Thanks to Niko, I now have some really nice ultra thin lights that replaced my 4 AH supply DIY light kits that were incased in a canopy that took up most of the top of the tank. Hubby still hasn't gotten around to mounting the ballasts yet. These aren't the best pictures but hopefully they will get the point across. This tank is in a narrow area and it's hard to back up enough to get the whole tank in the picture. Especially since I dropped my wide angle lens and managed to put it out of commission.

This setup includes:
2 [email protected] Giesemann 6000K Midday Sun T5 bulbs
2 Fulham Workhorse Long 5 ballasts
Tek 2 TS Parabolic Retrofit Reflectors
and other misc. parts

Here's what I have now.










Here's the whole tank with both lights on. I had to really work with the shutter speed to keep the photo from being over-exposed because of the brightness of the lights.


----------



## Kjm (May 27, 2005)

I also got 30 of these Congo Tetras from Nikolay and Pedro and they are gorgeous under these lights. These guys are very iridescent...these photos don't do them justice. They also don't believe in staying still so it was a challenge to get a decent shot of them.

Here comes the calvary!










Group shot.


----------



## BryceM (Nov 6, 2005)

Sorry to butt in on DFWAPC's site, but I can't let a picture of so many congos go by without saying FABULOUS!

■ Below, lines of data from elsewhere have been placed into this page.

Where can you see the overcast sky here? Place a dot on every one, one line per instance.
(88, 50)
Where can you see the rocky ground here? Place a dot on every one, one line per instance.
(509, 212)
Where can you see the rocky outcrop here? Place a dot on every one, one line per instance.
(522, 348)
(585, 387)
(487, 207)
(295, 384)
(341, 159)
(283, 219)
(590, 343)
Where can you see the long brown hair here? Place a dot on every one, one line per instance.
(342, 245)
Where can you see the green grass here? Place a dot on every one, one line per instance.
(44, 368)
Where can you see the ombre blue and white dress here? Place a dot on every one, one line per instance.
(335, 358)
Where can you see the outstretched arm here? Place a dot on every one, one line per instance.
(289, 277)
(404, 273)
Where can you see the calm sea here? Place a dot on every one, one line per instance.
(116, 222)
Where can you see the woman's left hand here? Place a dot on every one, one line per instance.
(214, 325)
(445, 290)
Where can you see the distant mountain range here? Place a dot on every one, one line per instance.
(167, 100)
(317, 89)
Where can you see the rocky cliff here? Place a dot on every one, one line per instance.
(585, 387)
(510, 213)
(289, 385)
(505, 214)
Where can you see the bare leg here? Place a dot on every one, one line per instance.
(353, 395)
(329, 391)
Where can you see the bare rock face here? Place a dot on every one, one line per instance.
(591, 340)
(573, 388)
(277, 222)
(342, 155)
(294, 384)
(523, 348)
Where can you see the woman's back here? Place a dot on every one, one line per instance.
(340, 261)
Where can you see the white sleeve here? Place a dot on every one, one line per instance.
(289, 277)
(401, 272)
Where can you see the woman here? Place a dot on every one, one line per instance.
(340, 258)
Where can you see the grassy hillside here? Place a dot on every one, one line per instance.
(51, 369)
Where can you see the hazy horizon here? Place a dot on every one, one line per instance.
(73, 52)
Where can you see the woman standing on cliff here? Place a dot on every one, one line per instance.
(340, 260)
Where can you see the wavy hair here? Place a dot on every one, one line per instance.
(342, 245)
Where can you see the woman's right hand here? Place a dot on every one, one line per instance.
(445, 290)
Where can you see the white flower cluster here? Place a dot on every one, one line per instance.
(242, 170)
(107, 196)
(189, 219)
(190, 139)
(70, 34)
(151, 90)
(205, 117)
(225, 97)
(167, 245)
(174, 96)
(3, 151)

They're going to get bigger you know.


----------



## CherylR (Aug 12, 2004)

Hey, KJM, how about you upload those photos to the DFWAPC web site gallery?


----------



## milalic (Aug 26, 2005)

Nice to see the Congo's doing fine.


----------



## speakerguy (Sep 1, 2007)

Beautiful tank, and wonderful Congo's. Nice to see that they school too!


----------



## Kjm (May 27, 2005)

BryceM said:


> Sorry to butt in on DFWAPC's site, but I can't let a picture of so many congos go by without saying FABULOUS!
> 
> They're going to get bigger you know.


Thanks and Yep, I know they will get bigger...the lone albino tetra in the picture below is a good example of what size they will end up looking like. I had 6 of the albinos and they sort of hung out together but never did what I consider schooling like this group does...I ended up losing all but this one to an unfortunate incident of not QT'g new fish. Lesson learned!

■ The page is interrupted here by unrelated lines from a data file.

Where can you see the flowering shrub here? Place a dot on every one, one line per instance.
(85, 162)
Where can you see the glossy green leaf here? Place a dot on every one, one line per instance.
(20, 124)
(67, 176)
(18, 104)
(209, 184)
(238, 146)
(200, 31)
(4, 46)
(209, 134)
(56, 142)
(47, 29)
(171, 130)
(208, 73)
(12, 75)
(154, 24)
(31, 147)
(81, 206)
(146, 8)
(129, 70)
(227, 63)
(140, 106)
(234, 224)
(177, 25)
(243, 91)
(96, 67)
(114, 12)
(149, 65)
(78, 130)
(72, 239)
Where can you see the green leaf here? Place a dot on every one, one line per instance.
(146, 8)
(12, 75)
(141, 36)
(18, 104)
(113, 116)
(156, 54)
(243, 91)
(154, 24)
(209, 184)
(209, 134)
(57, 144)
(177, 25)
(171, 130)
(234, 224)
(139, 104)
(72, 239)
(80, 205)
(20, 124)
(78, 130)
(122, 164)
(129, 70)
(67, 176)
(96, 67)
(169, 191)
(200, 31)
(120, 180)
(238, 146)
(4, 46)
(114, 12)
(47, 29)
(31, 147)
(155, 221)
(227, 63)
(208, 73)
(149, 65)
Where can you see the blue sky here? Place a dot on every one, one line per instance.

When I went to Nikolay's house to pick these up, he had well over 100 of them in a large tank. We just sat there and were mezmorized by them for the longest time...very thereputical!


----------



## CrownMan (Sep 12, 2005)

Nice lights Kjm. You're probably getting better coverage and less heat also.

Mike


----------



## Tex Gal (Nov 1, 2007)

Kim, Fish Paradise over in South Fort Worth has albino congos. You might want to get some to school with the others. It would be a nice contrast.


----------